Accordingly, prices are expected to increase from their current levels, which are widely considered to be way below PE and PP offers in other African countries.
Low offers from a couple of Middle Eastern producers in particular have kept prices at keen levels in July, despite an uptick in spot prices elsewhere in Africa following the hikes in crude oil and Asian naphtha prices, industry sources said.
Low density polyethylene (LDPE) is still available from a Middle Eastern producer at the relatively low price of $1,320/tonne (€1,096/tonne) CFR (cost & freight) in Kenya, according to distributors, while linear low density polyethylene (LLDPE) is being sold at $1,220/tonne CFR. A second Middle Eastern producer is offering copolymer PP at $1,360/tonne CFR.
“Demand has been poor in East Africa. Borrowing rates are very high. The market is so small, [and] these deals are good enough for them [Middle East producers],” said a US-based distributor that exports to eastern Africa.

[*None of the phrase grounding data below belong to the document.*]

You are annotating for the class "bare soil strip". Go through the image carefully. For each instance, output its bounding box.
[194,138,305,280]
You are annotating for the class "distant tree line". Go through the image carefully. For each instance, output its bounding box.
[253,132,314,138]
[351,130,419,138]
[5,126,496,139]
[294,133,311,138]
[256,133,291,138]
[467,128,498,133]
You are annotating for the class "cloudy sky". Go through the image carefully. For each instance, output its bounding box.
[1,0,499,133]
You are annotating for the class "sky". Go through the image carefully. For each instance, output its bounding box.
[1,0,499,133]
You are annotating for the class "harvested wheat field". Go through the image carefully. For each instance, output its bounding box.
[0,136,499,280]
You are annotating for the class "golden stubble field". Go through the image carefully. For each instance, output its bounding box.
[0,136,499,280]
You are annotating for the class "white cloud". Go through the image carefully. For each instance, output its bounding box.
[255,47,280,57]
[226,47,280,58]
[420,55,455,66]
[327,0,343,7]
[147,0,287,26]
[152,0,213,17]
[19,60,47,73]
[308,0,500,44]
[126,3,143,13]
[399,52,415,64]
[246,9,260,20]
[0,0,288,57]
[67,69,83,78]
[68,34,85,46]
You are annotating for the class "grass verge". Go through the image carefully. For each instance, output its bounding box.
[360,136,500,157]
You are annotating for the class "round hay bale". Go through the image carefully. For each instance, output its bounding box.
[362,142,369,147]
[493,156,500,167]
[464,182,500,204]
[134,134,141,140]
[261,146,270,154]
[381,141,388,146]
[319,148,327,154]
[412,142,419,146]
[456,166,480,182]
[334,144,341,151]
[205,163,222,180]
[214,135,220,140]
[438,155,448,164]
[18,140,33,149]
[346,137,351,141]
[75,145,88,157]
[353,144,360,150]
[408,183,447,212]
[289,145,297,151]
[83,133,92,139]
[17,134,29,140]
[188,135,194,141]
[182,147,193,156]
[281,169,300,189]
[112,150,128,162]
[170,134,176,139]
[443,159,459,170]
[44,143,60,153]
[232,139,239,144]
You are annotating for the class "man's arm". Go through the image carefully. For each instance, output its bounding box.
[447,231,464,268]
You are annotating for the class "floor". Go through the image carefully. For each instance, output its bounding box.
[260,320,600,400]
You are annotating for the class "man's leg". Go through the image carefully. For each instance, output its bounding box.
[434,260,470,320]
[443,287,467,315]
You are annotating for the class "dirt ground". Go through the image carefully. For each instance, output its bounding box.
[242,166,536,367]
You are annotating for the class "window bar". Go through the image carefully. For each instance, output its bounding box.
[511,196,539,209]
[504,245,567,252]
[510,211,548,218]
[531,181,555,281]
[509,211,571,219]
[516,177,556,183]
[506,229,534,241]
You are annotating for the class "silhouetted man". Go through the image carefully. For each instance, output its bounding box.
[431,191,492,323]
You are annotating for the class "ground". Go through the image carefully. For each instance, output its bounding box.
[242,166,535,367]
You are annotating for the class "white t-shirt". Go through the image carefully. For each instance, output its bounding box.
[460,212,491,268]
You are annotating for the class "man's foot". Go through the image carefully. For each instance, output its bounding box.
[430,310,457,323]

Industrial activity in Kenya is concentrated around Nairobi and Mombasa and is dominated by food-processing industries that require film packaging. Agriculture, which is the second largest contributor to the country’s GDP, requires a good supply of homopolymer raffia PP for bags to store grains.

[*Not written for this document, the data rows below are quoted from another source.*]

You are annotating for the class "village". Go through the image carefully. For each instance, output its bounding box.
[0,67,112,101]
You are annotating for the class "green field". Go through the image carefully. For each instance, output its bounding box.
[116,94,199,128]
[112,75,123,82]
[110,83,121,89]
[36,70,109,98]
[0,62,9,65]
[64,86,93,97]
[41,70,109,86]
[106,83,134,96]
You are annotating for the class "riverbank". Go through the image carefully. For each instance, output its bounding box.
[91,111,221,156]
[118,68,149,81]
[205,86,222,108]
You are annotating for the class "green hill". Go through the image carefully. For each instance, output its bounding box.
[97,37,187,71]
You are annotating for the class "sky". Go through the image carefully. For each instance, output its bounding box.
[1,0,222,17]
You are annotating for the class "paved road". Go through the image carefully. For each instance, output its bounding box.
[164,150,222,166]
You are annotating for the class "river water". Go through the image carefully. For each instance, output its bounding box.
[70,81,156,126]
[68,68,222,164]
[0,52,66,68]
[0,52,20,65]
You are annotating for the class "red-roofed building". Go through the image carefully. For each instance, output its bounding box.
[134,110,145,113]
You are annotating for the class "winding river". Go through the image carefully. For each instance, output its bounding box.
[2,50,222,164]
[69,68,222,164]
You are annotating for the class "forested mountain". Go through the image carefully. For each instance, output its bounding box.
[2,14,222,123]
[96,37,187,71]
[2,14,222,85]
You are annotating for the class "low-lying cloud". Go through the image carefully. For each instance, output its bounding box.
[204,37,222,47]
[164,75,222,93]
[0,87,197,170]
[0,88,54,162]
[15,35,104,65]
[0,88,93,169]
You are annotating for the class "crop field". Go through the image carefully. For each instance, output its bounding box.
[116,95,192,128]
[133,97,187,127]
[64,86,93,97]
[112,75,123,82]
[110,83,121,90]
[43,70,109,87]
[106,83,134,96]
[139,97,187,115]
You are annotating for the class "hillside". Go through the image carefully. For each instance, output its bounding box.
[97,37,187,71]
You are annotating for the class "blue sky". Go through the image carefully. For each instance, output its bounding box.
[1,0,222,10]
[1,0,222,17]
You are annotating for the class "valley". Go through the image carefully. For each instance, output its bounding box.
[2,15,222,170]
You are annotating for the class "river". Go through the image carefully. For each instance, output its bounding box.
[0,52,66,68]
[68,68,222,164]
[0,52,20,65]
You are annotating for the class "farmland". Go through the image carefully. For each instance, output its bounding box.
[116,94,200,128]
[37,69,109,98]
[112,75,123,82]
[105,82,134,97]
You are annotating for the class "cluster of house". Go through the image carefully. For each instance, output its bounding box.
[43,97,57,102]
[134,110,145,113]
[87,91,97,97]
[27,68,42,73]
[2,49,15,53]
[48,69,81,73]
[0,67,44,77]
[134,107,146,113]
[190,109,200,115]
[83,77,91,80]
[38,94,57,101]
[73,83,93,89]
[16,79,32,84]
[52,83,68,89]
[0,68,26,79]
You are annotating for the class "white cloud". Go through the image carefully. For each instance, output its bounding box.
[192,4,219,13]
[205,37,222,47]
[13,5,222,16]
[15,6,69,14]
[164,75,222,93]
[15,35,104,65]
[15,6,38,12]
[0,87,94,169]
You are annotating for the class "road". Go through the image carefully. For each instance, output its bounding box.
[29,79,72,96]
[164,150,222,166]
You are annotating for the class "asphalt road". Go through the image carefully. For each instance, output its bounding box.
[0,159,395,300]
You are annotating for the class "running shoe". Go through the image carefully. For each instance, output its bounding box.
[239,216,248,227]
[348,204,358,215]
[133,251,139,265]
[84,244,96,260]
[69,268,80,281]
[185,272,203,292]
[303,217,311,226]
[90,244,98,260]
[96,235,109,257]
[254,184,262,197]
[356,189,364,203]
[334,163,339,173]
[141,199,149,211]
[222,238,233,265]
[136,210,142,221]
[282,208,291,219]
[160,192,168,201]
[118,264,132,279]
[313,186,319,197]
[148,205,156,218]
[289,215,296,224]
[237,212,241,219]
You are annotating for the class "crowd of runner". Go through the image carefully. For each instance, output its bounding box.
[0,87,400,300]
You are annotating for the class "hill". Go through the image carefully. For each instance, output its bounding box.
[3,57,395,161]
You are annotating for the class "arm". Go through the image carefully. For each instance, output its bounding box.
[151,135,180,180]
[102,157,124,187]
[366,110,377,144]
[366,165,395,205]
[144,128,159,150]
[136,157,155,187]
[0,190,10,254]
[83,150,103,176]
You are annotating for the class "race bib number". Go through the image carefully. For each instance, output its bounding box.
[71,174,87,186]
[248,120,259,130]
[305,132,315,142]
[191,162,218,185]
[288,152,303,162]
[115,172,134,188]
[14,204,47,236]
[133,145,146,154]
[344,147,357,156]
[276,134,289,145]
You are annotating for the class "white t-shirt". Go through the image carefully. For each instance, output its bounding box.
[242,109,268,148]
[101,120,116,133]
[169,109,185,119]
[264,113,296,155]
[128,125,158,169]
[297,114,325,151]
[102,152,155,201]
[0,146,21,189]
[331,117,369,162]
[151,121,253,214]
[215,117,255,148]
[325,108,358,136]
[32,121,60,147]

Nevertheless, converters in Kenya were holding back on purchasing in the first half of the year as the downstream food packaging and agricultural industries suffered from tightening money supply.

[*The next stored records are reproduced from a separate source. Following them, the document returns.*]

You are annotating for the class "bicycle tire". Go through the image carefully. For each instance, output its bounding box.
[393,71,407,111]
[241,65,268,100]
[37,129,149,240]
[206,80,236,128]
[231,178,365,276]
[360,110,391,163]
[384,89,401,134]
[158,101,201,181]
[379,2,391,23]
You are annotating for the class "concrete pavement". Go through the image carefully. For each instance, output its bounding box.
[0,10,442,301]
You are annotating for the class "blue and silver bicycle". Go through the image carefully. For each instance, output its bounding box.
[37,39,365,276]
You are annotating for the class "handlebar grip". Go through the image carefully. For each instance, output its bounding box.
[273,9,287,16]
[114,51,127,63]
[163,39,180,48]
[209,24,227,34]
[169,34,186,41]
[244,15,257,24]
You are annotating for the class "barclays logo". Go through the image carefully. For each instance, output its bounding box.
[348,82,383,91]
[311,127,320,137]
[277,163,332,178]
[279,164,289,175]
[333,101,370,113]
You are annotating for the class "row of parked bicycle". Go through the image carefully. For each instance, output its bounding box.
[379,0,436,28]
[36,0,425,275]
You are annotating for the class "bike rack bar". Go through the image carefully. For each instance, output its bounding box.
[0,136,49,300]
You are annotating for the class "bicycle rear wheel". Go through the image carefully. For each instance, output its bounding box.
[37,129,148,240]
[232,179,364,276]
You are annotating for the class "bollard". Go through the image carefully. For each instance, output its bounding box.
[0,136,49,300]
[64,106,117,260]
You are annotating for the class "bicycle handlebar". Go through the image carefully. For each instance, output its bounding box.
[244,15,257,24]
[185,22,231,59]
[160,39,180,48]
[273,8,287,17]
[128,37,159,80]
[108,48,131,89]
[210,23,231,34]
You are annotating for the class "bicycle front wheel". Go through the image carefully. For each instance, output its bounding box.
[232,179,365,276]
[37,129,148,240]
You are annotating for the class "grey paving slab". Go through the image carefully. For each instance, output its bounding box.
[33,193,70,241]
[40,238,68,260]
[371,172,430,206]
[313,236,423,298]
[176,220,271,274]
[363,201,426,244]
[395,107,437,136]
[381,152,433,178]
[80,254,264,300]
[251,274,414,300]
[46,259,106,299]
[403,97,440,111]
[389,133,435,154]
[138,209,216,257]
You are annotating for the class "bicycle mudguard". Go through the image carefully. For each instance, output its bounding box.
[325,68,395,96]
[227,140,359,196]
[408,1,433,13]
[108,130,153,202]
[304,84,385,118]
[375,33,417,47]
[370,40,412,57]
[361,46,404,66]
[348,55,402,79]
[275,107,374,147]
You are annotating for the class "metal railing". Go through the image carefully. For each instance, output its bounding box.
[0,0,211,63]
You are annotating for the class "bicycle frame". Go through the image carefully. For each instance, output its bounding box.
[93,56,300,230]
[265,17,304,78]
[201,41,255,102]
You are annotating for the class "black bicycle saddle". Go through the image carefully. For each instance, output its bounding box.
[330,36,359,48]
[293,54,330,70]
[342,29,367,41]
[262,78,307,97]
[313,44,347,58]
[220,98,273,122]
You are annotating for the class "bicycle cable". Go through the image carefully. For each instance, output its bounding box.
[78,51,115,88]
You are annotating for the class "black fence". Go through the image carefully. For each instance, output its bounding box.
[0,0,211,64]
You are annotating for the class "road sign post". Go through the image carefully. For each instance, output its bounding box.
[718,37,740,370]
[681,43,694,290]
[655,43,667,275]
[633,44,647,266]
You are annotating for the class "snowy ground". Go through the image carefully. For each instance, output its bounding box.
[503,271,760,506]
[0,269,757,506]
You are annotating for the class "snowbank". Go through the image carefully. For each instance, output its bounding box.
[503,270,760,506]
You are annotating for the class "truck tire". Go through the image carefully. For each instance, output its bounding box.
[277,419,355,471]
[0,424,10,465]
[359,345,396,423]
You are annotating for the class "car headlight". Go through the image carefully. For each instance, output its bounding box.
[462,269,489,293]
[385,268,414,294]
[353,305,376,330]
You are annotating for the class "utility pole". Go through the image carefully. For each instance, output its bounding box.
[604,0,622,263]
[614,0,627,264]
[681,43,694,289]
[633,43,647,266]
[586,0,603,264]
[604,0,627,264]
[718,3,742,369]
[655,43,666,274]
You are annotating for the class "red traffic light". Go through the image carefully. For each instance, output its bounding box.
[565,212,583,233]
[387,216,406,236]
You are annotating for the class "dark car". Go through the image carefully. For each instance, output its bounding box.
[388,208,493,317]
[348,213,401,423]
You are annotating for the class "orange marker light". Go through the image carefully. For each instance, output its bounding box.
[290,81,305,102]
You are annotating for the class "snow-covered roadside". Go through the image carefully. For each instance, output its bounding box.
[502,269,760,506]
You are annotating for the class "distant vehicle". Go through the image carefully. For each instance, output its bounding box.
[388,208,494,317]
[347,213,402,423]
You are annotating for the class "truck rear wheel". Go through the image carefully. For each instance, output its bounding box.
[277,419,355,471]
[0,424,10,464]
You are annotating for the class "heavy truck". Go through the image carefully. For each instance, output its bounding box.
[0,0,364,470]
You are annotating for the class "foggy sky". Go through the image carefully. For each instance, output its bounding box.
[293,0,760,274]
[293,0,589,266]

Economic growth decreased to 3.5% in the first quarter from 5.1% a year ago, making it the slowest first quarter growth since 2008 as high commercial lending rates adversely impacted businesses in the country.
The country’s Monetary Policy Committee cut the central bank rate by 150 basis points to 16.5% on 5 July, and with credit now more likely to be available throughout the value chain, converters could flock back to get product, distributors based in Kenya said.
Demand is also expected to rise as a few big buyers have nearly exhausted their high inventory levels built up from the arrival of successive vessels immediately after a period of congestion at the port of Mombasa earlier in the year.
“One of the buyers was holding 2,000 tonnes of PP raffia in their factory, and even offered to sell us product. For the last couple of months, people have not been booking, but we expect there will be good bookings in August as people who have utilised the high stocks are likely to come back and buy,” said a distributor based in Kenya.
Despite the overall demand situation looking set to improve, buyers could still take a while to accept the higher import offers that are likely to hit the east African market in August, industry sources said.
“We import the stock here, and higher-priced material is on its way. But prices in East Africa have been exceptionally low as some Middle Eastern producers are still offering at low prices,” said the Kenya-based distributor.
Weekly South Korean PP offers into the region are already way ahead of the mostly monthly Middle Eastern offers and are at $1,460-1,480/tonne CFR eastern Africa for copolymer PP. Homopolymer PP from India, also offered on a weekly basis, is at $1,480/tonne CFR eastern Africa.
“I don’t think the market has tuned into the new numbers. If you talk to the East African customers the numbers are too low,” said the Indian producer.
The market is waiting for producers in the Middle East to announce their monthly August offers before they accept any higher offers, industry sources said.
“We will have to see what the Middle East prices are. If their offers are as high as in China, then customers will have no option but to buy,” said the Indian producer.